DIF: Differential item functioning; ICC: Intra-class correlation; IRT: Item response theory; PRO: Patient-reported outcome.
For illustrative purposes, this article is focused on the development and validation of several prominent generic child-report health-related quality of life instruments as well as the outcome instruments generated by the PROMIS network [3]. PROMIS is a NIH effort that is changing the way patient-reported health outcomes are assessed and used in clinical research [2]. PROMIS has produced numerous psychometrically robust item banks for the assessment of self-reported physical, emotional and social health using modern test theory and information technology [3].
Developmental context of child PROs
Valid and clinically relevant measures of child PROs need to be based on a conceptual framework that accounts for children’s development [10]. Virtually all well validated child PRO instruments have been designed to ask questions in language and formats that children can understand. This is accomplished by ensuring that questions are written well and can be commonly read by children aged 8–9 years old, sometimes accompanied by illustrations or size-graduated response options to aid in understanding, and tested for understanding in cognitive interviews. However, it must be said that PRO instruments developed for use with children of a wide age range are likely to be relatively insensitive to age-linked experiences such as those commonly observed during normative transitions into adolescence or young adulthood. In part, this is because many questions that are relevant and understood by youth of one developmental level are not appropriate for youth of another developmental level, and therefore cannot be retained in a fixed-format scale that is used with individuals of a broad age range.
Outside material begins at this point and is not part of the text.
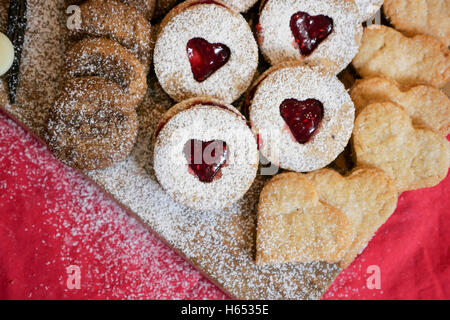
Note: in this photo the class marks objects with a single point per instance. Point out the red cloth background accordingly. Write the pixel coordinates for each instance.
(52, 218)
For example, in developing the Children’s Health and Illness Profile (CHIP), several questions regarding trust and dependability in peer relationships were found to be reliable, valid and useful for the assessment of health among adolescents [24] but these items had inadequate psychometric properties when administered to children [25]. The concept of ‘trust’ was not reliably interpreted among preadolescent children. When the CHIP was revised (now called the Healthy Pathways Scales), the child and adolescent versions were combined to allow for the assessment of health among youth during the childhood-to-adolescence transition [26]. Among other revisions to enhance the developmental appropriateness of the tool, new items were generated and validated to capture the concept of trust in the peer relationships of youth, regardless of their developmental level (e.g., ‘How often do you talk about everything with your friends?’).
Qualitative methods such as small group interviews, focus groups, and cognitive interviews are valuable methods for tailoring item wording, item format and presentation so they are optimally understood by respondents. Such research is critical for obtaining children’s perspectives on how they experience outcomes in various contexts (e.g., home, school or with peers), and to reveal the thought patterns and vocabulary that children commonly use in relation to PROs [12,27,28]. For example, focus groups conducted with children and their parents to assess the developmental appropriateness of the PROMIS definitions of PROs and the wording of items was essential to identifying gaps in coverage of the PROMIS PRO domains, as well as keywords, phrases and/or quotes that describe child PRO experiences [27,28].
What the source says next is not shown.